A friend of mine, who works at a law firm, called to tell me about several clients who had come into the law offices in a panic. While searching for information online, they had clicked on a link. Instead of bringing up the search result they expected, pornography popped up on their computer screens. Moments later, before they had time to react to the unexpected images on their computers, their computers froze and the image above appeared. According to the notice, the Department of Justice had suspended their computers “on the grounds of the violation of the law of the United States of America”. To unlock their computers and “avoid other legal consequences”, the screen read, each one of these people was to pay a “release fee” of $300. Apart from the terrible grammar in the notice, there are several red flags to look out for, in order to protect yourself from scams like this:
- If the Department of Justice suspects you of breaking the law, either by viewing child pornography, using illicit software or anything else, for that matter, they will not send you an online notice. They will show up at your door.
- If the Department of Justice believes that you are breaking the law, they will not ask for a payoff so they don’t investigate the alleged crime. That type of behavior is commonly recognized as bribery and that in itself is not legal.
- Just because a website posts pictures of a camera and microphone, informing you that both are on and recording you, it does not automatically mean that you are being recorded. It is important to realize that if you do not have a camera or microphone on your machine, there is no way for anyone to record you. Generally, too, especially with the video recorders on machines, there are lights and other indicators to show that they are on and recording.
- There is no such thing as the Department for the Fight Against Cyberactivity. The first signal that this is not a real department is that Cyberactivity is not a real word. It is also a department that has never been mentioned by any government official.
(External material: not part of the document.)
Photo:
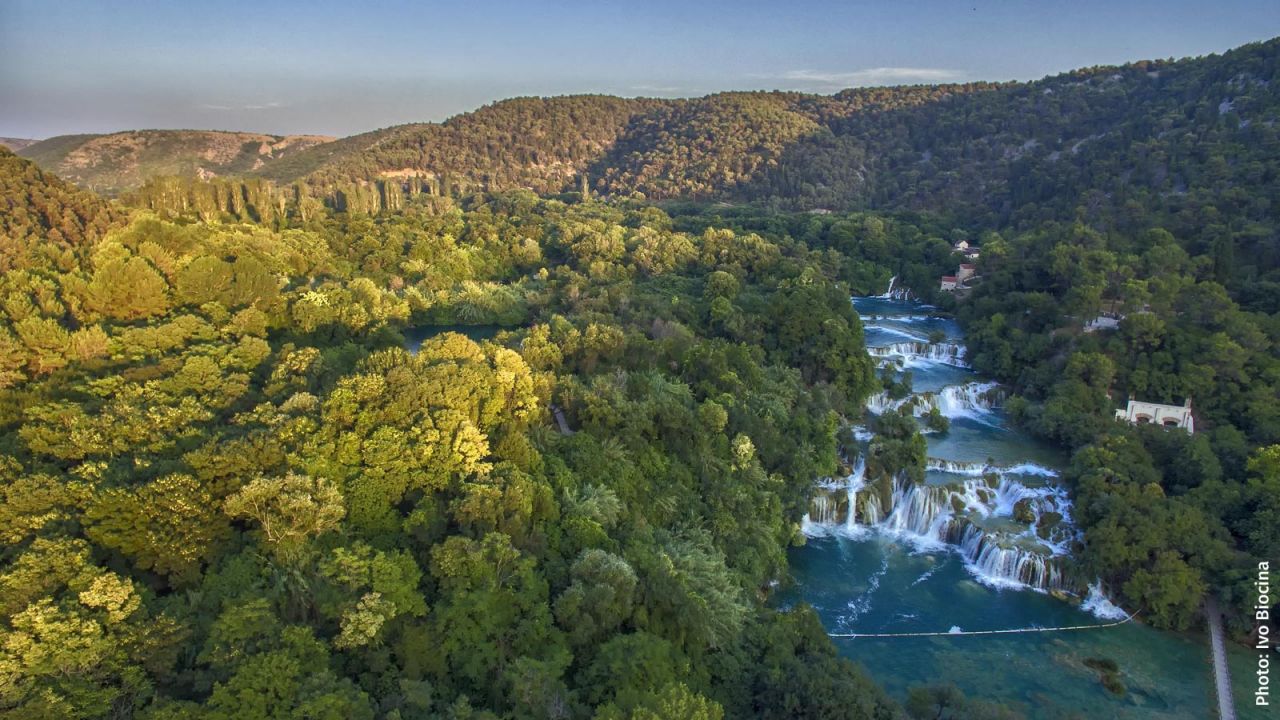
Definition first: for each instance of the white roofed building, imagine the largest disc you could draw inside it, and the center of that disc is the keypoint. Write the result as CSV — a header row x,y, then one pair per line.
x,y
1153,413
If you receive a notice and it refers to a government department that you are not familiar with, a search of the usa.gov directory of U.S. government departments and agencies will help you determine if the department is real or made up.
- If any department or agency of the United States government requires you to pay a fine, it will never ever tell you to pay it via MoneyPak at your local Walmart, pharmacy or 7-Eleven. Never. Payments to government departments and agencies are made directly to the department or agency in question. For example, when you pay your taxes, you pay them to the Internal Revenue Service and when you pay for your driver’s license, you pay that money to the Department of Motor Vehicles. Never follow instructions to pay via MoneyPak, a wire to a provided account number or anything other than a valid government website. If you are unsure whether a notice is real, do not click on the link provided. Instead, open your own website and type in the department’s web address yourself. In this way, you avoid clicking on a link that may take you to a fake website.
If you are a victim of a crime like this, you should report it to the FBI or to the Internet Crime Complaint Center (IC3). In this way, the government is made aware of the scam and can go about warning people and trying to track down the perpetrators. Also, it is important to keep your computer operating systems and software up to date. This helps prevent attacks on your machine. Finally, should your machine be attacked, even with updated systems and software, contact a reputable computer repair expert as your machine may be infected with a virus that will seek personal information on your machine. This personal information may then be used to commit credit card or other financial fraud.
It may seem like a lot but taking these small steps and remaining aware and alert can go a long way to keeping you from being attacked and keeping your money in your pocket should some nefarious party try to take it.